La région est pauvre, les moines aussi et ils sont autorisés à demander l’aumône. Mais en 1873, ils décident d’arrêter de mendier pour plutôt commercialiser leur bière et leur fromage. La première vente à l’extérieur de l’abbaye remonte à 1861, suivie d’une commercialisation plus large, de livraisons à domicile. La Première guerre mondiale marque un coup d’arrêt avec le démantèlement des cuves de cuivre par l’occupant.
Le redémarrage en 1922 se fait sur base de deux bières : l’ancêtre de l’Extra qui porte déjà ce nom et une "strafbier" brune plus capiteuse additionnée de sucre candi qui évoluera vers la Double, tout simplement en doublant l’apport en matière sèche. L’Extra connaît plusieurs versions d’abord avec puis sans froment, et c’est sa forme pur orge ou pour reprendre la terminologie néerlandaise de l’époque "Extra Gersten", qui nous arrive aujourd’hui. Les travaux dans la brasserie dans les années 30 vont mener en 1934 à une troisième variété, une super bière définitivement baptisée Triple en 1956 et dérivée de l’Extra.
Ces trois bières voient leurs recettes évoluer dans un certain secret, mais toujours avec l’eau tirée de la nappe phréatique qu’il faut déferriser car elle est très ferrugineuse, mais qui reste très dure ce qui convient aux blondes. Les malts vont du pâle au sombre tels des malts de Basse-Franconie et de Beauce-Gatinais, selon le grand dégustateur britannique Michael Jackson quand il découvrait l’Extra il y a une trentaine d’années, mais selon lui, ils varient d’année en année en fonction de leur qualité. Les houblons sont aromatiques et en cônes, pas de pellets donc comme chez d’autres brasseurs trappistes… La levure est maison et se retrouve dans les brasseries de Westvleteren et Achel.
Actuellement, 24 moines vivent à l’abbaye qui compte également 87 employés laïcs, dont 51 travaillent dans la brasserie sous la supervision des moines.
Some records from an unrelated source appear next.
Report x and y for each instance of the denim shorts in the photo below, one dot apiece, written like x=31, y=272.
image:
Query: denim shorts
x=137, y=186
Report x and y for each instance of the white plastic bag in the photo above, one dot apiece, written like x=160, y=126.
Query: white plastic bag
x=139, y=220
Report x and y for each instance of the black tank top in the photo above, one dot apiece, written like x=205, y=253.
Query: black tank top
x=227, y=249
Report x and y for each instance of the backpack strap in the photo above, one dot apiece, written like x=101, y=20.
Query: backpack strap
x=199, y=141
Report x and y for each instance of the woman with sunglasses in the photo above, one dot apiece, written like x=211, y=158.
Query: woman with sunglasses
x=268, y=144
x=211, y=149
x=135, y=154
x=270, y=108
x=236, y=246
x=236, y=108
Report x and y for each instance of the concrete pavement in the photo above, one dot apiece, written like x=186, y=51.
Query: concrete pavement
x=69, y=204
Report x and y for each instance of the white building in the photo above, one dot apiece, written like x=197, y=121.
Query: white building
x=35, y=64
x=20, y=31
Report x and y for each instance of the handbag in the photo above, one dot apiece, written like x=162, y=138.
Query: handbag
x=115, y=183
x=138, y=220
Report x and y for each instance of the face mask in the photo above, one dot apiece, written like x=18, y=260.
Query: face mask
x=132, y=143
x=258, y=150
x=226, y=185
Légère en alcool, forte en goût
L’appellation "Extra" est courante chez les trappistes. Cette bière aurait pu s’appeler "Single" ou "Simple" mais le terme "Extra" est plus commercial. Il ne faut pas parler de "petite bière", ce qui désigne un brassin coupé à l’eau comme l’Orval Vert ou "petit Orval", version allégée de l’Orval classique. La levure utilisée dans l’Extra est la même que pour la Triple ou la Double, la grande différence entre l’Extra et la Triple résidant en l’absence d’ajout de sucres. Au final, une bière moins ronde, mais plus rafraîchissante.
Il y a une trentaine d’années, dans son ouvrage de référence "Les grandes bières de Belgique", Michael Jackson lui trouvait "un caractère délicieusement délicat", à son palais l’Extra était "très sèche" et même "légèrement salée". Est-ce la même Extra aujourd’hui ? Sans doute pas tout à fait.
Aujourd’hui, les malts utilisés viennent de France et sont spécifiquement produits pour la brasserie. Les houblons sont tous européens : Allemagne, Slovaquie, République tchèque et pour une faible partie, Belgique.
La Westmalle Extra offre un goût houblonné et malté avec des touches fruitées qui rappellent la Triple, un parfum floral car ce sont bien des fleurs de houblon qui sont utilisées. Pétillance, finesse, un faux col abondant de mousse blanche : voilà pour le visuel. Au nez, de discrètes notes maltées, une touche de houblon. En bouche, du caractère, une attaque d’amertume, tempérée par un côté malté, mais un final amer. Plus une bière d’apéritif qu’une bière de table donc.
Jusqu’à présent, l’Extra n’était disponible que le vendredi matin à la porte de l’abbaye, c’était une bière réservée aux connaisseurs, très réputée, mais quasi impossible à déguster. La voici à présent distribuée plus largement avec une nouvelle étiquette où le bleu supplante le beige. En bouteilles de 33 cl et exclusivement dans les commerces spécialisés et dans l’horeca, malmené par la crise sanitaire, pour le soutenir. Un geste modeste mais qui sera apprécié. Par contre la bière ne sera plus en vente à l’abbaye. La production reste limitée, l’Extra représentera 2% des brassins de Westmalle, et de cela seuls 10% sont destinés à l’exportation.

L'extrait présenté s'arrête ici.